The Index Revolution

Charles D. Ellis draws on his distinguished 50-year career in investing to make a very strong case for indexing in his recent book The Index Revolution: Why Investors Should Join it Now. He acknowledges that collectively professionals used to be able to use intelligence, discipline, and early access to information to beat the market, but that this is no longer true today. His arguments are clear and thorough.

We might wonder whether the modern failure of investment professionals is a sign that past professionals were smarter. Ellis explains that this is not the case. In the 1960s, “Active investment managers were competing against two kinds of easy-to-beat competitors. Ninety percent of trading on the New York Stock Exchange was done by individual investors.
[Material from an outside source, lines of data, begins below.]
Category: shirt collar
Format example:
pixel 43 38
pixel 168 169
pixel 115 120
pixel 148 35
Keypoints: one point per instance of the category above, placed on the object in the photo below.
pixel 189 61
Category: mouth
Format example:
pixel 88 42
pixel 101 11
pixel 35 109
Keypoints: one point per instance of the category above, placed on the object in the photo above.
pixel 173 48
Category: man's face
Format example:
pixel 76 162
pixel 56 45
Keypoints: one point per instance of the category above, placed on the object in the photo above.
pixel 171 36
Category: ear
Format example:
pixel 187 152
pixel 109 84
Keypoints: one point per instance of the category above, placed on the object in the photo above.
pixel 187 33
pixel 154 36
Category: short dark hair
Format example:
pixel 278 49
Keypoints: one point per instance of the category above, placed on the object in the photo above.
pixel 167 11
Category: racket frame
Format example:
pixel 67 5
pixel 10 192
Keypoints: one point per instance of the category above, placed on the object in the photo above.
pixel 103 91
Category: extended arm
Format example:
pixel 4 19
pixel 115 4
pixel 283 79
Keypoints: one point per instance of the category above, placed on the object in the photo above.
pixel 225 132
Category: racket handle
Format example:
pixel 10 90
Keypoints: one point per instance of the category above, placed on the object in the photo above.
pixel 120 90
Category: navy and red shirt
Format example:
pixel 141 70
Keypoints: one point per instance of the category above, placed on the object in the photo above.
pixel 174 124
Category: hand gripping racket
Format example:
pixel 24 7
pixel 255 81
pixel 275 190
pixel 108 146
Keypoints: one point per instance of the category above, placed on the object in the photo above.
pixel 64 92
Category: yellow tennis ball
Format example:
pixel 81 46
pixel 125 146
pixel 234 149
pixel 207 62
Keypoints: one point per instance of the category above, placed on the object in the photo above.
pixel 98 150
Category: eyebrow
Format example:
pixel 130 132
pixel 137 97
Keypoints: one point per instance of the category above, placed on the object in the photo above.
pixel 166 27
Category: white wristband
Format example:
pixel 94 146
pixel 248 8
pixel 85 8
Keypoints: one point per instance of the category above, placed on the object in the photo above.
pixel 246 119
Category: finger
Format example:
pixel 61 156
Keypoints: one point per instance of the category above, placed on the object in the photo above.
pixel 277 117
Some were day traders ... [and] others were mostly doctors, lawyers, or businessmen.”

“Fifty years later, the share of trading by individuals has been overwhelmed by institutional and high-speed machine trading to over 98 percent.” “In a profound irony, the collective excellence of active professional investors has made it almost impossible for almost any of them to succeed.” “The specter of underperformance that now haunts active investing will not go away.”

Ellis says there are 4 big reasons for indexing today: “(1) the stock markets have changed extraordinarily over the past 50 years; (2) indexing outperforms active investing; (3) index funds are low cost; and (4) indexing investment operations enables you as an investor to focus on the policy decisions that are so important for each investor’s long-term investment success.”

Active managers saw the threat of index funds early on. In 1977, posters appeared in “the offices of investment management companies nationwide depicting Uncle Sam stamping ‘Un-American’ on computer printouts and the words ‘Help Stamp Out Index Funds. Index Funds are Un-American.’”

Interestingly, despite the threat from low-cost index funds, the cost of active management soared over the decades. Up to the 1970s, “explicit fees were low, typically one-tenth of 1 percent per year.” Clients seemed to believe that active managers could overcome much larger costs. “As a strategy consultant to investment managers from 1972 to 2000, I witnessed this process of explaining fee increases many times and never observed a negative reaction by the clients of any manager.”

High fees are tolerated in part because “nobody ever actually pays the managers’ fees by signing a check for hundreds of thousands of dollars. Fees are conveniently and quietly deducted by the manager from the assets being managed. Out of sight, out of mind.”

Ellis isn’t a fan of “Smart Beta” factor investing. “If a factor works, investors will notice, move in on it, and reduce or even eliminate the real risk-adjusted advantage seen previously by earlier investors.”

Although much of the book is focused on the U.S., Ellis has some advice for non-U.S. investors when it comes to stock asset allocation: “Investors based in New Zealand or Spain or Canada should be comfortable investing more than half of their investments outside their smaller home markets.”

Ellis advises young people to focus on owning stocks more than bonds because assets outside your portfolio such as “home, future income, and future Social Security benefits can all be thought of as close to stable value fixed-income equivalents.” Personally, I think future income for most people is riskier than they realize, but I still agree with Ellis that young people should ignore stock market price moves and own stocks.

I highly recommend this book. It is likely to help those who know little about index investing the most. Those who pursue active investing should read this book and be able to explain clearly why Ellis’ arguments don’t apply to them. Those who index their investments but need a refresher on why they should stay the course can benefit as well.